Mais son arrivée à Cusagnas se fait le Jour-de-trop. L'année sur Milanéra (la planète) se divise en 20 mois égaux de 20 jours, c'est l'année carrée; mais l'année planétaire, elle, compte 401 jours, la journée supplémentaire, hors-cadre, c'est le Jour-de-trop.
Le Jour-de-trop, c'est l'équivalent du jour des fous de l'Angleterre, ici, toutes les violences sont actualisées, tous les règlements de compte sont permis. Dans cette société qui tente d'être suprêmement organisée, le Jour-de-trop n'est pas un jour différent, c'est un jour qui n'existe tout simplement pas. Cette occultation d'un problème éclaire singulièrement bien la société milanériste (joli nom de planète soit dit en passant, aux implications simples et tentaculaires; encore que, dans ce roman, Champetier ne tienne pas la grande forme en ce qui a trait aux noms — de manière générale, ils sonnent faux et empruntés).
Donc Mircaï débarque dans la capitale, en pleine cacophonie sociale. On se bat, on se tue; il est lui-même victime d'une tentative de meurtre. Un revendeur d'armes le prend sous sa protection en échange du transport d'une de ses valises. Mircaï participe donc à une foire où des revendeurs d'armes et de drogues vendent leur matériel sur une grand-place. Une femme propose à Mircaï un marché, contre mille étalons, il doit venir féconder une Songeuse. Mircaï vit donc sa première relation sexuelle (légèrement tordue puisqu'il couche avec une femme-qui-dort, ce qui est la condition de la survie des femmes sur Milanéra — la colonisation de la planète a échoué en raison d'un symbiote qui a attaqué les organismes humains et s'y loge désormais, la seule manière d'y résister, pour les femmes, c'est d'avoir une vie semi-végétative, dormir onze mois sur douze afin d'espérer vivre une vie d'une longueur raisonnable; elles ne se réveillent pratiquement que pour accoucher, car, par-dessus le marché, il y a un problème de stérilité massive).

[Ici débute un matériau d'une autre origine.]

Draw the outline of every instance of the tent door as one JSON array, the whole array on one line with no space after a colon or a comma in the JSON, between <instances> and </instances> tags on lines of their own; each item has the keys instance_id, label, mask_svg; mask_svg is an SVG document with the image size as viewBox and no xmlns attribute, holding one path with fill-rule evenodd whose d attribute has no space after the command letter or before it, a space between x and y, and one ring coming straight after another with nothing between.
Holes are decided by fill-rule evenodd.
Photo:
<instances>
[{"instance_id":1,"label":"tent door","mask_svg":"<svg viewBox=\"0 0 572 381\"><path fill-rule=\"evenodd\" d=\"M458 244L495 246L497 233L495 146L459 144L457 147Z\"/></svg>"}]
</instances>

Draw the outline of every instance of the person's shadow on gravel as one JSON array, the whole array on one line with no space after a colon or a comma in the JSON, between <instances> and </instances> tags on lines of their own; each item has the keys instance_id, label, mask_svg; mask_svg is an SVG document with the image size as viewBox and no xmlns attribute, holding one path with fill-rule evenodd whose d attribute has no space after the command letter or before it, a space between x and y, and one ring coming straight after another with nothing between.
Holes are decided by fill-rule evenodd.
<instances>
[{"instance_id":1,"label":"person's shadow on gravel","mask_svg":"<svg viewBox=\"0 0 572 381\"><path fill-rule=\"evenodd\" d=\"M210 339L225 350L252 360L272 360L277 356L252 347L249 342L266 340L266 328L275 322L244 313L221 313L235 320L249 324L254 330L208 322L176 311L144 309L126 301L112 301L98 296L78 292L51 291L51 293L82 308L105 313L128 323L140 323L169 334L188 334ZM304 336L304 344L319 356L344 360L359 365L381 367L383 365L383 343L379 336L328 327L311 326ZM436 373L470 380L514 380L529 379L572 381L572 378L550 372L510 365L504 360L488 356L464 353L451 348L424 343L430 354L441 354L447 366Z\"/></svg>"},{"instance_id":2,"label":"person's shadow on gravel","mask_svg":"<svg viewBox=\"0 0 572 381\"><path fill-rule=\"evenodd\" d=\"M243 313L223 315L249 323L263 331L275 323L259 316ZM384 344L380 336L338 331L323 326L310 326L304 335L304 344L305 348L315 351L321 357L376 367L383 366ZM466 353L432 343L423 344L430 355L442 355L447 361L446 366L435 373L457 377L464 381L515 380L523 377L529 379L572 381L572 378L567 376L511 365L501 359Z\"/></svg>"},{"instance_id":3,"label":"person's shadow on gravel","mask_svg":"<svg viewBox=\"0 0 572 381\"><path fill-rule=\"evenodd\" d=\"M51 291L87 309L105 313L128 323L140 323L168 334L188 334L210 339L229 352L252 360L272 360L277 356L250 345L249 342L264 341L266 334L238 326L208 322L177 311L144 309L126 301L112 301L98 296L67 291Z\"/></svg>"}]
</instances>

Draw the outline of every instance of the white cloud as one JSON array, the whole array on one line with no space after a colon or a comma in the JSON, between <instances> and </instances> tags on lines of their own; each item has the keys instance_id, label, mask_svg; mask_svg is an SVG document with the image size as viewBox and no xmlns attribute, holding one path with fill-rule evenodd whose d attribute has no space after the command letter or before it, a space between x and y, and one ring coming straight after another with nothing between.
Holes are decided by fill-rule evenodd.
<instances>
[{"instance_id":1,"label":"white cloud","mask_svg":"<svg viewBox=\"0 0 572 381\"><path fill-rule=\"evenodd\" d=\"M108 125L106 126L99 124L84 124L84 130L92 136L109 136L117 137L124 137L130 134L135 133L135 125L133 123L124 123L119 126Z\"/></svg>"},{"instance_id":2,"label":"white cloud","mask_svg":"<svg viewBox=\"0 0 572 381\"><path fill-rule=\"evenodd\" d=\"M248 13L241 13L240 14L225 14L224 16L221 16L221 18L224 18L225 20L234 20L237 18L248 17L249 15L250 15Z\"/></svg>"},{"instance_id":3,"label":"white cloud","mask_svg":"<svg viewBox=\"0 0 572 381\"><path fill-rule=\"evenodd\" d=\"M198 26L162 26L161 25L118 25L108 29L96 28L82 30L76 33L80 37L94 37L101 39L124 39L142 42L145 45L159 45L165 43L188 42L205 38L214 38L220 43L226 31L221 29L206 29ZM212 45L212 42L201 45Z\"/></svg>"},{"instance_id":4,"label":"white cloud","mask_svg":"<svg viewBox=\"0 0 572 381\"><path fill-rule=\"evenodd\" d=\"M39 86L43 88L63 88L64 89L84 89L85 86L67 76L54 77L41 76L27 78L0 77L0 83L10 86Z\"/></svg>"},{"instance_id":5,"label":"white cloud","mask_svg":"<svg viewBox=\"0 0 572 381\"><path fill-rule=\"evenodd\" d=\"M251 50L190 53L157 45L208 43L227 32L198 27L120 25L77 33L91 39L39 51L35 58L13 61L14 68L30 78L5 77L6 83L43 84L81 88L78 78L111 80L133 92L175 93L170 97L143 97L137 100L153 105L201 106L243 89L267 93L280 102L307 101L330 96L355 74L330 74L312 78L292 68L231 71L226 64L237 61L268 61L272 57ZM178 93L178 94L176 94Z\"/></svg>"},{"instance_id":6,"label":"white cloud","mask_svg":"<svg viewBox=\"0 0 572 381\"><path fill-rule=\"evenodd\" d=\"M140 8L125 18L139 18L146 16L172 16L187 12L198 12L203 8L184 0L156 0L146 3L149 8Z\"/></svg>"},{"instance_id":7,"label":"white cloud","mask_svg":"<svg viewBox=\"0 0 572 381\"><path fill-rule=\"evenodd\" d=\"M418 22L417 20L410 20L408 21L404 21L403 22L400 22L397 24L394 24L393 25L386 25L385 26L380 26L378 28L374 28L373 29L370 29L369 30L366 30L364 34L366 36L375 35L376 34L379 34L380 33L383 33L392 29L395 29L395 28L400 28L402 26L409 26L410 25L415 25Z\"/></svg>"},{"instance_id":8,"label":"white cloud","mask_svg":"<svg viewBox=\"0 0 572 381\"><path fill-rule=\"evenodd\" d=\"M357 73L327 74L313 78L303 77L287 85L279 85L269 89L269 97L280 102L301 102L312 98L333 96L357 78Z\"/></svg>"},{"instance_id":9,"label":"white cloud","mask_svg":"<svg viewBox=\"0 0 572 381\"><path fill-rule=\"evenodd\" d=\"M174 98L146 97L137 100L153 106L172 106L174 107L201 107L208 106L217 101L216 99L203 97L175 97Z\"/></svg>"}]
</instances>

Son initiation à la vie urbaine ne s'arrête pas là. Une explosion balaie la fête foraine. Mircaï se retrouve seul à errer dans la ville, ses dix pièces de cent étalons dans les poches. Accosté par trois fillettes, il se rallie à elles pour passer la nuit. Il fait l'amour avec la plus âgée, Nadeline, pour se rendre compte qu'elles ne sont pas des fillettes mais des femmes d'âge mûr qui ont décidé de ne pas subir la dictature du sommeil; elles ont choisis de rester éveillées, quitte à ce que leur vie en soit drastiquement réduite. Après une nuit de lucre et de fornication, elles laissent, après l'avoir dérobé de ses papiers d'émigration et de son argent, Mircaï seul pour se débrouiller dans la ville redevenue elle-même : sage et sévère. Mircaï n'ira pas bien loin, il est immédiatement pris par la police et embarqué sur un train en partance pour la campagne dont il venait. Sans papiers, impossible de rester à Cusagnas.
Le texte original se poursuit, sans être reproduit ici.